Working under the direction of winemaker Drew Perry, Madison is learning on the job. She is following the age-old tradition of interning under a master of the craft, with the goal of working as many harvests and vintages as possible to gain experience and knowledge on the ground, rather than return to school to learn in a classroom setting.
Others in the industry say it’s on the job that you learn. Get as many vintages in as possible. And in the Custom Crush model at Aurora Cellars, I see so many wine varieties, models, and styles.
Though Northern Michigan is starting to feel like home, Madison is open to the possibilities of doing seasons in Germany or South Africa or even New Zealand. “I have a skill now. The cool thing about cellar work is that it is pretty universal. It’s something you can only learn by doing. I can clean tanks, hoses, blend wine anywhere. … I enjoy most things about the job: the lab work, running sulfur tests, inoculating wines. I’m learning the forklift, that’s fun.”
Every opportunity to learn more, she grasps: conferences, meetings, visiting the local wineries, getting to know her colleagues and the industry. Focused and enthusiastic, Madison radiates a poise and energy that is infectious. Curious, I ask her if she feels if being a woman has been a factor in or affected how she is received in the industry. Her response: “So far, for me it’s been a non-issue.”
And she goes on to point out that she’s fully aware of the stereotypes, that when she visits a winery and tells them she works in the industry, they generally assume she works in a tasting room.
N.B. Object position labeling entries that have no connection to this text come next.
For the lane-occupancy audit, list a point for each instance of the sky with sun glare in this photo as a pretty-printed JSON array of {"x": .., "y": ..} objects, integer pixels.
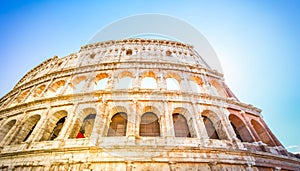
[{"x": 257, "y": 42}]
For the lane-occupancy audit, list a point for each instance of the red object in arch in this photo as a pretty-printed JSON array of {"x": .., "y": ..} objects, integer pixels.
[{"x": 80, "y": 135}]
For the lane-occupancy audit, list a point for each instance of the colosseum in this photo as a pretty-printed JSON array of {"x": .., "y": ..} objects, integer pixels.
[{"x": 135, "y": 105}]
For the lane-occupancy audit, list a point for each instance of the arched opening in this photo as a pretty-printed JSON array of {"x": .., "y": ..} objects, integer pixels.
[
  {"x": 172, "y": 84},
  {"x": 56, "y": 88},
  {"x": 149, "y": 125},
  {"x": 22, "y": 96},
  {"x": 124, "y": 83},
  {"x": 39, "y": 90},
  {"x": 6, "y": 128},
  {"x": 26, "y": 129},
  {"x": 240, "y": 129},
  {"x": 195, "y": 83},
  {"x": 195, "y": 87},
  {"x": 54, "y": 125},
  {"x": 118, "y": 125},
  {"x": 217, "y": 88},
  {"x": 210, "y": 128},
  {"x": 149, "y": 80},
  {"x": 262, "y": 133},
  {"x": 148, "y": 83},
  {"x": 128, "y": 52},
  {"x": 181, "y": 128},
  {"x": 87, "y": 126},
  {"x": 101, "y": 81},
  {"x": 79, "y": 84},
  {"x": 57, "y": 128}
]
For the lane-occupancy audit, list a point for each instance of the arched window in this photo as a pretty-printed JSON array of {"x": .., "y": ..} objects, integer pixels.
[
  {"x": 57, "y": 128},
  {"x": 195, "y": 87},
  {"x": 6, "y": 128},
  {"x": 39, "y": 90},
  {"x": 210, "y": 128},
  {"x": 181, "y": 128},
  {"x": 79, "y": 87},
  {"x": 240, "y": 129},
  {"x": 149, "y": 126},
  {"x": 149, "y": 83},
  {"x": 56, "y": 88},
  {"x": 124, "y": 83},
  {"x": 262, "y": 133},
  {"x": 87, "y": 126},
  {"x": 22, "y": 96},
  {"x": 26, "y": 129},
  {"x": 101, "y": 81},
  {"x": 172, "y": 84},
  {"x": 101, "y": 84},
  {"x": 118, "y": 125}
]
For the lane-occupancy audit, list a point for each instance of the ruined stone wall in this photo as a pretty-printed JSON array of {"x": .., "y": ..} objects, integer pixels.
[{"x": 62, "y": 114}]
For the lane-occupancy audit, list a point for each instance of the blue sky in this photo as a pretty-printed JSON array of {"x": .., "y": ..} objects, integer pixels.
[{"x": 257, "y": 42}]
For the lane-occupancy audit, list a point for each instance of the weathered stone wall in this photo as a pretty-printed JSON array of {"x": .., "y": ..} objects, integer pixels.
[{"x": 58, "y": 117}]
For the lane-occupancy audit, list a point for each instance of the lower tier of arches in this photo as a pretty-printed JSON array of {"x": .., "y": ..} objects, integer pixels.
[{"x": 145, "y": 157}]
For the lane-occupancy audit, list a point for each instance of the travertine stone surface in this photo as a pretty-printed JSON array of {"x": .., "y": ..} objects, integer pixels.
[{"x": 133, "y": 105}]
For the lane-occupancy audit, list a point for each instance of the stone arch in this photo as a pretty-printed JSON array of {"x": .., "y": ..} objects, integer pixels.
[
  {"x": 84, "y": 123},
  {"x": 21, "y": 97},
  {"x": 240, "y": 128},
  {"x": 26, "y": 129},
  {"x": 5, "y": 129},
  {"x": 149, "y": 123},
  {"x": 56, "y": 88},
  {"x": 118, "y": 124},
  {"x": 78, "y": 83},
  {"x": 117, "y": 109},
  {"x": 213, "y": 124},
  {"x": 148, "y": 80},
  {"x": 54, "y": 125},
  {"x": 173, "y": 81},
  {"x": 218, "y": 88},
  {"x": 196, "y": 84},
  {"x": 185, "y": 118},
  {"x": 125, "y": 80},
  {"x": 38, "y": 91},
  {"x": 262, "y": 133},
  {"x": 180, "y": 125},
  {"x": 100, "y": 81}
]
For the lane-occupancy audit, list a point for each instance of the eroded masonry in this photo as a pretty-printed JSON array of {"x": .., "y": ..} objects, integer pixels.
[{"x": 133, "y": 104}]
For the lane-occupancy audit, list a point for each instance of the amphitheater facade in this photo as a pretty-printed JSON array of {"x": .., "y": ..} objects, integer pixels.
[{"x": 134, "y": 104}]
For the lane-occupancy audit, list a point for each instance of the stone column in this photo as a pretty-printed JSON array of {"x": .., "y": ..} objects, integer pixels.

But she corrects them and the reactions she receives are welcoming and encouraging—even going so far as to shift the perspective towards the advantages of being a woman:
Some believe that women have better olfactory senses. That might differentiate me in the cellar somehow. I’m still working on my palate and detecting faults. If I can master this, it might come in handy down the line.
There is always more to learn, and no two years are alike in winemaking. Madison takes full advantage of the fount of knowledge in the person of wine maker Drew Perry, arriving many mornings with questions inspired by a book or magazine she has read, or a podcast she listened to the night before. If there’s downtime at the winery she’ll pour through Drew’s college textbooks on wine microbiology and wine chemistry, or soaking up The Natural History of Wine, the collaboration of anthropologist and scientists Ian Tattersall and Rob DeSalle.
Madison’s positive attitude is infectious. She sees herself as lucky to have chosen this industry, in this place, in this moment in time. She shares the view that Leelanau County and Northern Michigan wineries on the whole are on the cusp of a transition towards national and international recognition. And that this will inspire expansion and more possibilities. Will the area continue its move away from cherries towards more grapes? Will some of those prime hillsides now covered in cherry orchards shift towards grapes? “There’s so much land and so much potential. We’ve only just begun. It’s cool to be in such a hot region.”
I depart uplifted and excited as well.